Once these initial steps have been completed, there are four further steps required:

  1. Develop a strategic financial plan – covering how to best structure your assets, treat the family home, fund aged care and leave a legacy to your family. This may include plans around accommodation (e.g. keeping or selling your home, gifting to children or restructuring your investments), assessing your Age Pension and the impact any change in circumstance may have on pension and other entitlements and your means test assessment.

  2. Apply for placement into the facility of your choice that meets your current lifestyle needs, provides the desired level of comfort and has the capacity to meet your changing requirements over time.

  3. Review your estate plan - this includes things such as ensuring that you have a current will that fully reflects your wishes. It is important that you know where a copy of the will is kept and that the executor knows this as well.

    Enduring Power of Attorney is a legal document in which you appoint a person of your choice to manage your assets and affairs if you have lost the capacity to manage these things yourself.

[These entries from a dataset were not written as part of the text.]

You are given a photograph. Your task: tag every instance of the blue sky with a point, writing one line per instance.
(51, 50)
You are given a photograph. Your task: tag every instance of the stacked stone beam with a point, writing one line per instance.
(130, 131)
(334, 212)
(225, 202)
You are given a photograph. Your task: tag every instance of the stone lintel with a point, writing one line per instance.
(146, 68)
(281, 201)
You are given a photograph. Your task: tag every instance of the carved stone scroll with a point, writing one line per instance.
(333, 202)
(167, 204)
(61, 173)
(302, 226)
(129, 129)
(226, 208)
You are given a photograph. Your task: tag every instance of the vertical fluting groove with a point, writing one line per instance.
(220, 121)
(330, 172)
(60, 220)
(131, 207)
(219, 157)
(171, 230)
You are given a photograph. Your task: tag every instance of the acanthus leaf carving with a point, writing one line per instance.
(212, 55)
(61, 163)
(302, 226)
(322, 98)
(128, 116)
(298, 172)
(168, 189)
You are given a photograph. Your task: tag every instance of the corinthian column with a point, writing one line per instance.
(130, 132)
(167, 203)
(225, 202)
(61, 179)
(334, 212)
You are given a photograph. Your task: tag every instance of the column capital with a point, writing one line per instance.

    A Guardian is someone you appoint to make lifestyle, health and medical decisions for you when you are not capable of doing this yourself. It is only in force while you have lost capacity and during a period of incapacity. It may never come into force – it is however a very important way of planning for the unforeseen.

  4. Prepare advance care plans and directives - we also recommend advance care plans and advance care directives to give guidance to those around you when difficult health decisions need to be made.

How can we assist you?

Everyone has different circumstances and requirements – there is no “one solution fits all”. Our specialist service will help you understand how your circumstances are implicated by the changes you are considering, how best you can structure your affairs to protect yourself and your assets and how best to fund the move to a new home. We help you make the right decisions which include:

  • How to maximise the pension entitlement and minimise the cost of care
  • How to facilitate wills, enduring powers of attorney, guardianship and care
  • How to fund the care facility of your choice
  • How to locate and assess the right facility for you and your loved one

We will develop a range of options that are available to you and then assist you in making the best choice for your specific needs.

PWS has relationships with a number of specialists estate planning law firms and can facilitate the development of your estate plan including wills.

Our services are designed to simplify the aged care process for you, the family and other beneficiaries.